I’m sort of in the middle on this: Only a pointy-headed aesthete (which I occasionally am) would argue that Norwegians must stick to making small-scale, humancentric dramas. On the other hand, I’m not exactly craving the Hollywoodization of Norse cinema. And besides, Hollywood already does this sort of thing better (or at least louder) than anybody else.

Having laid out my qualms in advance, I am happy to report that “The Wave,” directed by Roar Uthaug, is pretty good. It’s also pretty strange. At least for American viewers – and Norwegians, too? – experiencing all these familiar disaster movie tropes in a Scandinavian setting, even on a relatively low budget, can be weirdly disorienting.

The action takes place in Geiranger, a small mountain community that, back in 1905, suffered a catastrophic rock slide.
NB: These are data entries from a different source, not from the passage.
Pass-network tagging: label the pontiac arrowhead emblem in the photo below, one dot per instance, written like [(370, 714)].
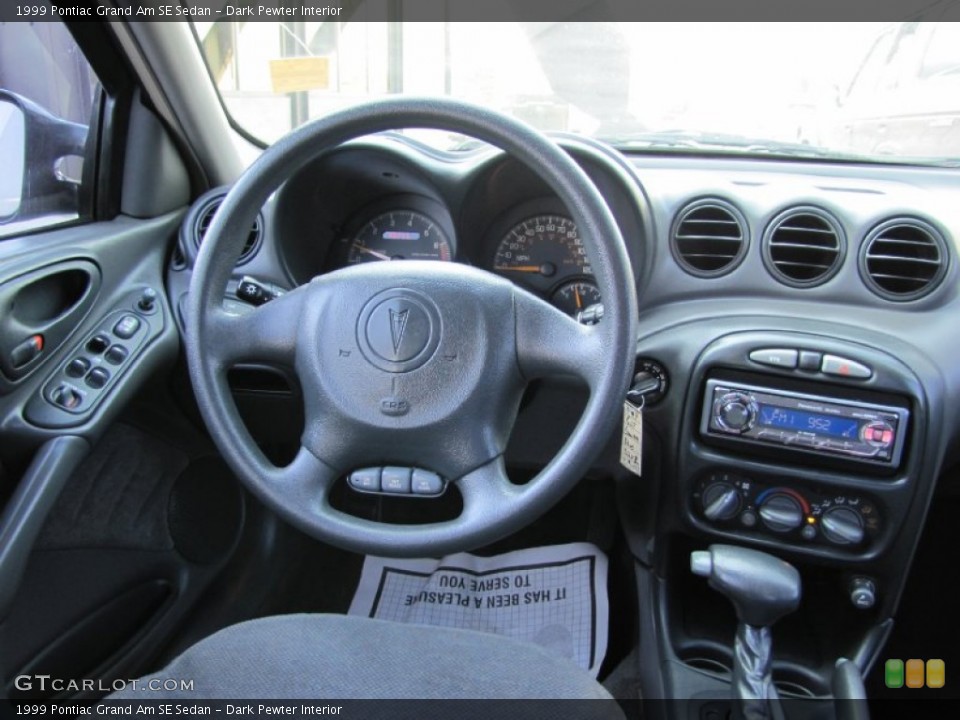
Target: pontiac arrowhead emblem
[(398, 324)]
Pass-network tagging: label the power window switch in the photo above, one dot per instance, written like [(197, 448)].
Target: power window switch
[(78, 367), (116, 354), (97, 378), (26, 351), (126, 327)]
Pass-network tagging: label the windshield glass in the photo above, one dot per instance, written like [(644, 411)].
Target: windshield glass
[(883, 91)]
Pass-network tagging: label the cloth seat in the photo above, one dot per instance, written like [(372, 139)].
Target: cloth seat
[(345, 657)]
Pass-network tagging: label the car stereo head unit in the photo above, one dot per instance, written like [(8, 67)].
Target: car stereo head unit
[(863, 432)]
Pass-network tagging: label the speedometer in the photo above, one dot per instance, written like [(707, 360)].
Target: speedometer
[(399, 235), (541, 250)]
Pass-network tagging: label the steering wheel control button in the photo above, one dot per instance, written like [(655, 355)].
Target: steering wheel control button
[(395, 480), (844, 367), (126, 327), (776, 357), (424, 482), (97, 378), (116, 354), (98, 343), (366, 480), (78, 367), (399, 330)]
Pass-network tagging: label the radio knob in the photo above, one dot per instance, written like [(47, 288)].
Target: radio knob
[(736, 412), (721, 501), (843, 526), (781, 513)]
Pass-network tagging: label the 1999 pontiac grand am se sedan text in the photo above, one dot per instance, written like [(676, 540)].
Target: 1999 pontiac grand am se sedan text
[(364, 358)]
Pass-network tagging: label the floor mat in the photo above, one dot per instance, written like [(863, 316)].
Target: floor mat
[(555, 596)]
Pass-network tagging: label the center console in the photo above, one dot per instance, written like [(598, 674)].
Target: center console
[(811, 448)]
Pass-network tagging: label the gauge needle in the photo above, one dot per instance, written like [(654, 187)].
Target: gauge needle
[(376, 254)]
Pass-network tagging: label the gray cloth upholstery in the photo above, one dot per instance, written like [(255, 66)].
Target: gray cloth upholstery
[(343, 657)]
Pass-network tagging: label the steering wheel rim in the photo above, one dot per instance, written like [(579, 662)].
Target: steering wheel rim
[(542, 339)]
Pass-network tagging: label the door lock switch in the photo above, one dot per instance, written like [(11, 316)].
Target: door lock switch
[(25, 352)]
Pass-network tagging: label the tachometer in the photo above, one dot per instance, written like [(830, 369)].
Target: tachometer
[(541, 250), (575, 297), (399, 235)]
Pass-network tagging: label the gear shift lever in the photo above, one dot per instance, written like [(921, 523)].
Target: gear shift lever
[(762, 589)]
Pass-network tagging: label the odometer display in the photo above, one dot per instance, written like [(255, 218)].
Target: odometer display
[(540, 251), (399, 235)]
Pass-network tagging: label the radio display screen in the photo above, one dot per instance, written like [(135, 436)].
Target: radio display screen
[(790, 419)]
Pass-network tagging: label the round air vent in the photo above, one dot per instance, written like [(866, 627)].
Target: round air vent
[(205, 217), (903, 259), (709, 238), (803, 247)]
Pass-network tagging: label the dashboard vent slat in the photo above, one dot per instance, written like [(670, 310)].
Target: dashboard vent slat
[(803, 247), (903, 259), (205, 219), (709, 238)]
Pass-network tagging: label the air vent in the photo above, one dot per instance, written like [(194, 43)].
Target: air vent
[(803, 247), (709, 238), (903, 259), (205, 218)]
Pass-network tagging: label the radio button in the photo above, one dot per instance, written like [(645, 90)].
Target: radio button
[(781, 513), (810, 360), (735, 412), (775, 357), (844, 367)]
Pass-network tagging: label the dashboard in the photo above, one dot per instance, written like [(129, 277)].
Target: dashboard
[(804, 314), (800, 318)]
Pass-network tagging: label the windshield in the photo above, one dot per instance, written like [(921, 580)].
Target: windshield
[(880, 91)]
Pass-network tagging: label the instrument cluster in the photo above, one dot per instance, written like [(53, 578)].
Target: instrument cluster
[(535, 245)]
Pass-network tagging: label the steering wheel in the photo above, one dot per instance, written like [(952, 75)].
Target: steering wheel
[(414, 364)]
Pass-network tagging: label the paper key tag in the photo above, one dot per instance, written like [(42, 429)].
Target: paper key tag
[(631, 442)]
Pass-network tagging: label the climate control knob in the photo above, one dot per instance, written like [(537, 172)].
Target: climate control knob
[(721, 501), (842, 525), (735, 412), (781, 513)]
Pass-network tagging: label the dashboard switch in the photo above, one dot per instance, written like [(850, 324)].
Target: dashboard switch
[(776, 357), (844, 367), (424, 482), (395, 480), (126, 327), (367, 479)]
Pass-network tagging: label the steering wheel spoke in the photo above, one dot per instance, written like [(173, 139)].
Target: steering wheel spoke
[(306, 476), (411, 364), (266, 333), (487, 491), (551, 343)]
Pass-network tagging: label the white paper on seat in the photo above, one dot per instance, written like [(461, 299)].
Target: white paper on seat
[(554, 596)]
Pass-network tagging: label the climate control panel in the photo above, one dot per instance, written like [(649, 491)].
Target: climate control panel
[(835, 518)]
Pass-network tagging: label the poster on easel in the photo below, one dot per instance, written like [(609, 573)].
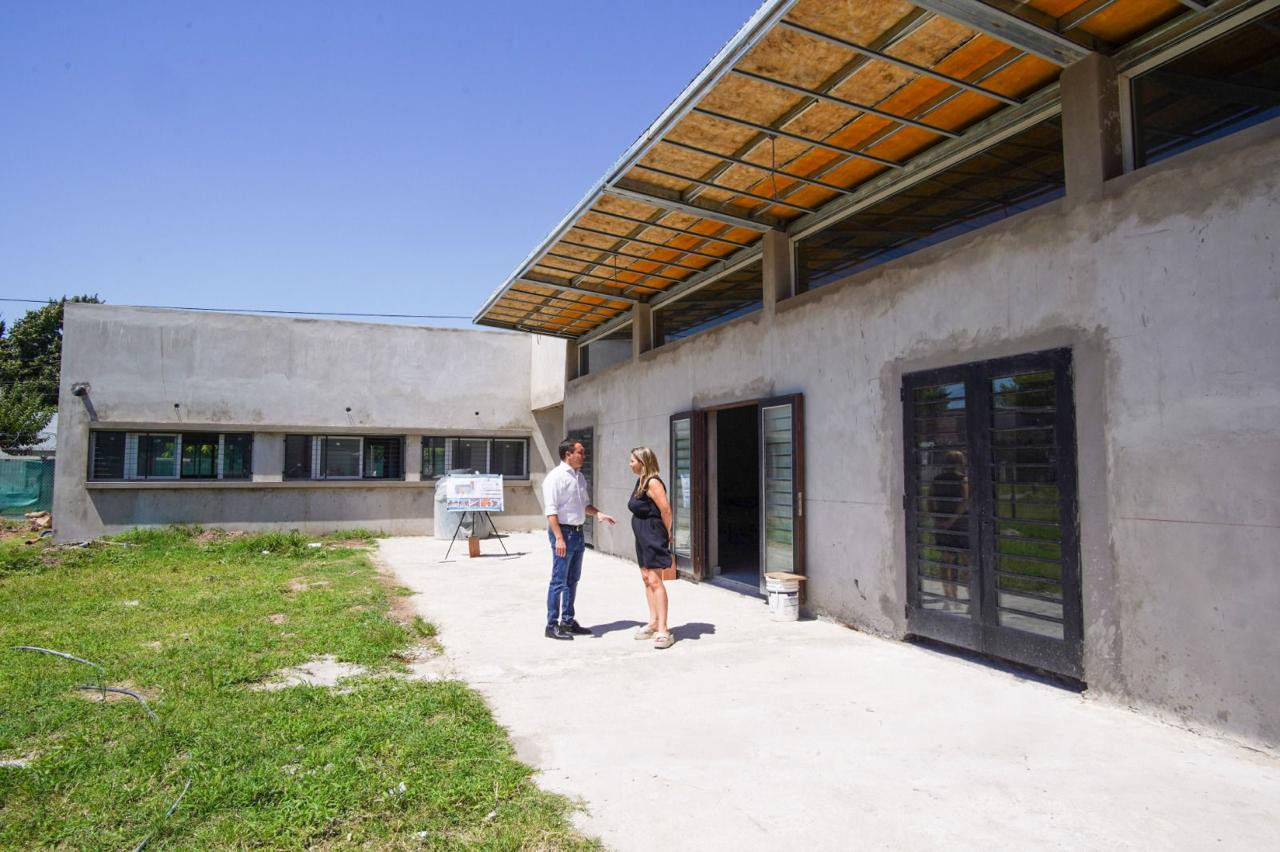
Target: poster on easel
[(474, 493)]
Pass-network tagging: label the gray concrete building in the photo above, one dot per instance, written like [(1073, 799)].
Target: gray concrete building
[(995, 374), (965, 314), (261, 422)]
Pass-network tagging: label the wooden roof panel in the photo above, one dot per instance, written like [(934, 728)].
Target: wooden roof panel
[(638, 248)]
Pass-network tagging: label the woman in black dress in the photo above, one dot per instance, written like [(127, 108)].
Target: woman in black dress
[(650, 523)]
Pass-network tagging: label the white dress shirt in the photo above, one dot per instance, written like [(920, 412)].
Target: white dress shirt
[(565, 495)]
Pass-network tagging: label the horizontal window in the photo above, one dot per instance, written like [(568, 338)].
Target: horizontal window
[(604, 352), (1013, 175), (726, 298), (170, 456), (343, 457), (1225, 86), (504, 456)]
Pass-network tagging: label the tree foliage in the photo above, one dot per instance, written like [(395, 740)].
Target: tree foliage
[(31, 352), (23, 416)]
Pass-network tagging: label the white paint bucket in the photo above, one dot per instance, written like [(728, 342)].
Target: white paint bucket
[(784, 598)]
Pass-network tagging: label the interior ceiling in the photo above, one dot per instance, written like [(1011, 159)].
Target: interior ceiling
[(807, 104)]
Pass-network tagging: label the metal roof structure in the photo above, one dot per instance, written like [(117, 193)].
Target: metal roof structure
[(812, 111)]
In other words, as all disaster movie aficionados can tell you, the town is poised for another one. Geologist Kristian (Kristoffer Joner), who lives with his wife and two children on a nearby remote fjord, works at an early-warning center. It’s his job to know about these things, or at least it was, since he’s getting ready to pack up and move to the big city for a lucrative oil company job. 

But just as he is about to head out, we hear from his co-workers the inevitable line: “Something strange happened in the groundwater today.” As if this weren’t bad enough, we soon hear, “We’re getting some weird data.” Kristian, sensing trouble, urges his co-workers to sound the alarm and shut down the town.

Since a tsunami-causing rock slide would leave about 10 minutes for everyone in the town to scramble to higher ground, he has a point. But Geiranger is also a tourist town – all those scenic fjords! – and Kristian is overruled, although at least his warnings are investigated. In a Hollywood disaster movie, the warnings would be pooh-poohed. This part of “The Wave” also borrows liberally from “Jaws” – just substitute Martha’s Vineyard for Geiranger and sharks for mountains. If you’re gonna steal, steal from the best.

As fate would have it, Kristian’s wife, Idun (Ane Dahl Torp), works at the local resort hotel. Once the 200-foot wave slams into the mountain gorge at dawn, she does a heroic job of staying alive in a flooded bomb shelter beneath the hotel. Will Kristian rescue his family? How long can he hold his breath under water? I’ll put it this way: Unlike most Hollywood disaster movies, “The Wave” doesn’t appear to be set up for a sequel. I wouldn’t rule it out, though. If you’re going to go Hollywood, why not go all the way? Grade: B (Rated R for some language and disaster images.)